19 Toen de heer van Josef zijn vrouw hoorde vertellen, hoe zijn slaaf haar zou hebben behandeld, werd hij zeer toornig;
And it came to pass, when his master heard the words of his wife, which she spake unto him, saying, After this manner did thy servant to me; that his wrath was kindled.
20 hij liet Josef grijpen en hem in de kerker werpen, waar de gevangenen van den koning zaten opgesloten. Maar ook toen Josef daar in de gevangenis zat,
And Joseph’s master took him, and put him into the prison, a place where the king’s prisoners [were] bound: and he was there in the prison.
21 stond Jahweh hem bij, en strekte zijn genade over hem uit.
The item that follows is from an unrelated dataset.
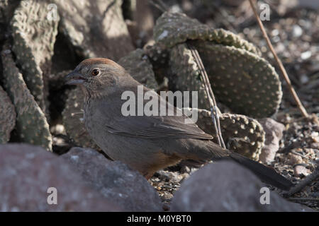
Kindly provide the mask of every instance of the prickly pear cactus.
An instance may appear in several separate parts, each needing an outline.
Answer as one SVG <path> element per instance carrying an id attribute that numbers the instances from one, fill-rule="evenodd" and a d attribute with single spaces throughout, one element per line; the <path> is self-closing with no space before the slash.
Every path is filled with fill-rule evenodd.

Hij zorgde er voor, dat hij bij den gevangenbewaarder in de gunst kwam,
But the LORD was with Joseph, and shewed him mercy, and gave him favour in the sight of the keeper of the prison.
22 zodat deze al die in de kerker zaten opgesloten aan Josef toevertrouwde, en er niets geschiedde buiten hem om.
And the keeper of the prison committed to Joseph’s hand all the prisoners that [were] in the prison; and whatsoever they did there, he was the doer [of it].
23 De gevangenbewaarder bemoeide zich met niets, van wat hij Josef had toevertrouwd; want Jahweh stond hem bij, en wat hij deed, liet Jahweh gelukken.
The keeper of the prison looked not to any thing [that was] under his hand; because the LORD was with him, and [that] which he did, the LORD made [it] to prosper.